Junior Naturalists

Ages 6–8

Curious and energetic, Junior Naturalists dive deeper into the natural world with hands-on exploration and discovery. These 90-minute outdoor sessions help children build confidence in nature while learning how forests, water, and wildlife are all connected in northern Michigan.

Sessions run on Tuesdays in the Petoskey/Harbor Springs area.

Tree Week at McCune — June 30

Northern Michigan’s forests are made of layers — a whole stacked neighborhood of plants and animals from the canopy down to the forest floor. This week, Junior Naturalists learn to read the forest: who lives where, how the layers depend on each other, and what it takes to keep a woodland thriving.

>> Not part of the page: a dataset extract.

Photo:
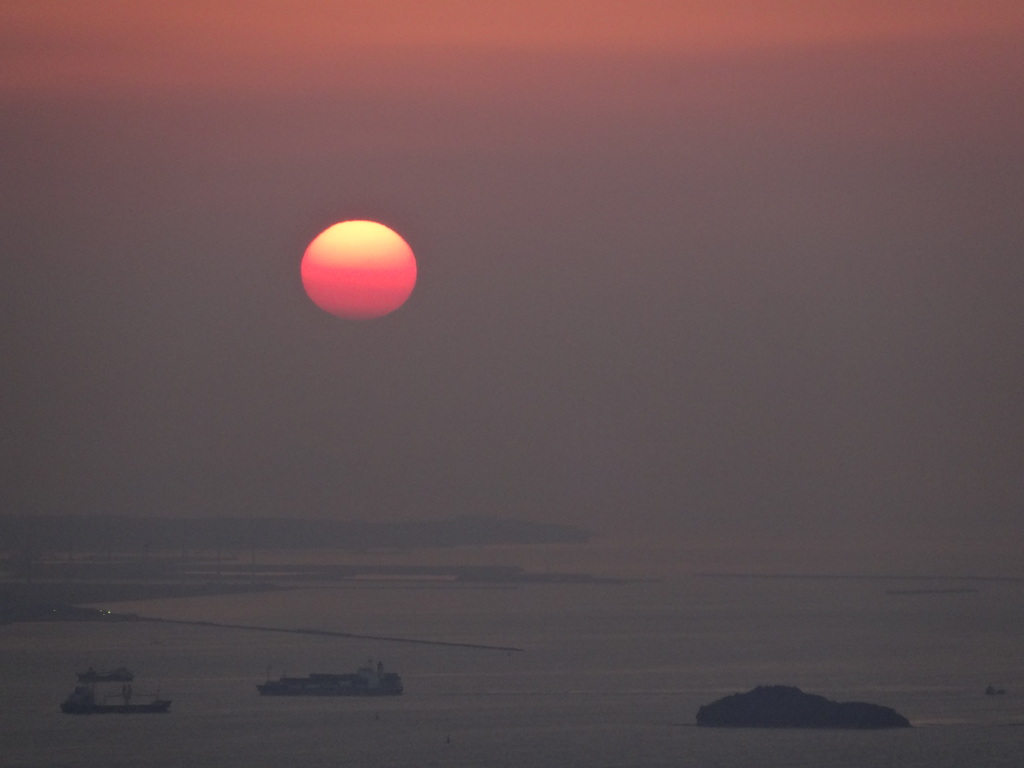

Come find out what’s really going on inside the woods. Dress for a full morning outside.

Every stream and pond tells a story about the land around it. This week, Junior Naturalists follow the water, tracing where it comes from, where it’s going, and what it picks up along the way.

Come ready to get your feet wet and learn to read what the water is telling us. Bring shoes you’re okay getting muddy.

Summer is one of the best times to watch birds, with young ones just learning their way in the world and the air full of activity. This week, Junior Naturalists explore how different beak shapes and body parts help birds live in different places. What a bird needs tells you a lot about where it belongs.

Bring your curiosity and dress for a day in the field.

Bugs outnumber every other animal on earth, and in a Northern Michigan summer that’s easy to believe. This week, Junior Naturalists find out what they’re all actually doing out there: pollinating, decomposing, hunting, hiding. Once you start looking, the insect world is endlessly surprising.

Dress for tall grass and bring shoes you don’t mind getting muddy.

Location: Goodhart Robinson Rd

Plants can’t walk, but their seeds travel everywhere: by wind, by water, by animal, and by some very clever tricks. This week, Junior Naturalists explore how Northern Michigan’s plants spread across the landscape and what all those summer berries and fruits are really about. There’s a whole strategy hiding in every trailside thicket.

Come ready to get your hands on things and dress for a day on the trail.

Soil isn’t just dirt. It’s a living system packed with creatures and connections we’re only beginning to understand. This week, Junior Naturalists dig into the forest floor, explore how things decompose and become new again, and learn about the fungal threads that quietly connect trees underground. The forest is far more interconnected than it looks.

Dress for digging and wear shoes you’re comfortable getting muddy.